In answer to a different question about data assumptions of factor analysis rolando2 writes:
There is another condition that is sometimes treated as an "assumption": that the zero-order (vanilla) correlations among input variables not be swamped by large partial correlations. What this means in a nutshell is that relationships should be strong for some pairings and weak for others; otherwise, results will be "muddy." This is related to the desirability of simple structure and it actually can be evaluated (though not formally "tested") using the Kaiser-Meyer-Olkin statistic, or the KMO. KMO values near .8 or .9 are usually considered very promising for informative factor analysis results, while KMOs near .5 or .6 are much less promising, and those below .5 might prompt an analyst to rethink his/her strategy.
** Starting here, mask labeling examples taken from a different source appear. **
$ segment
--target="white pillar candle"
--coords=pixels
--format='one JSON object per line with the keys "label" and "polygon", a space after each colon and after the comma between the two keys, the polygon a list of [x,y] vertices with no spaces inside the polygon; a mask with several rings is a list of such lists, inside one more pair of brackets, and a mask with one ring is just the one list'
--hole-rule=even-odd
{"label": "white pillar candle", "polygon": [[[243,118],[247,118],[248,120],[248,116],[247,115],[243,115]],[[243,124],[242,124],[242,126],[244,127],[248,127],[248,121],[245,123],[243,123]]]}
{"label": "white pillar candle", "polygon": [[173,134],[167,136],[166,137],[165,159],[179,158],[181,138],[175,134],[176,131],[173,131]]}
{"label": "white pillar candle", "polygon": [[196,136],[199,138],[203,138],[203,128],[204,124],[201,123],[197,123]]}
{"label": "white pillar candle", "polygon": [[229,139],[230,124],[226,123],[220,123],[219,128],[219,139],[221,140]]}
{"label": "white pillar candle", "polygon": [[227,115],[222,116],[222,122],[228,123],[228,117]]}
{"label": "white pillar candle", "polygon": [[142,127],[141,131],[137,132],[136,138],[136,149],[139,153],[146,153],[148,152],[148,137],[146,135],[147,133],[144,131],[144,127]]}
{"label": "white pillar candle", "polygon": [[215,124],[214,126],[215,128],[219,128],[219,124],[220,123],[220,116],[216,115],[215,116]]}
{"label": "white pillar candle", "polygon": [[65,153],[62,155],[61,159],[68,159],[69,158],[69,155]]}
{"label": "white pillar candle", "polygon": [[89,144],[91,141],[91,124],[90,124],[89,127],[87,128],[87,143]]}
The IBM website has a somewhat different gloss:
The Kaiser-Meyer-Olkin Measure of Sampling Adequacy is a statistic that indicates the proportion of variance in your variables that might be caused by underlying factors. High values (close to 1.0) generally indicate that a factor analysis may be useful with your data. If the value is less than 0.50, the results of the factor analysis probably won't be very useful.
Meanwhile the IBM SPSS algorithms document lists the formula for MSA as follows
The Kaiser-Mayer-Olkin measure of sample adequacy is $$ KMO_j = \frac{\sum_{i\ne j} r^2_{ij}}{\sum_{i\ne j} r^2_{ij} + \sum_{i\ne j} a^{2*}_{ij}}\qquad KMO = \frac{\sum_{i\ne j}{\scriptsize \sum} r^2_{ij}}{\sum_{i\ne j}{\scriptsize \sum} r^2_{ij} + \sum_{i\ne j}{\scriptsize \sum} a^{2*}_{ij}} $$ Where $a^{*}_{ij}$ is the anti-image correlation coefficient.
and then presumably $r^{ij}$ must be the original correlations between $i$ and $j$.
I am having trouble seeing how those two explanations relate to each other, and how either of them relate to the formula.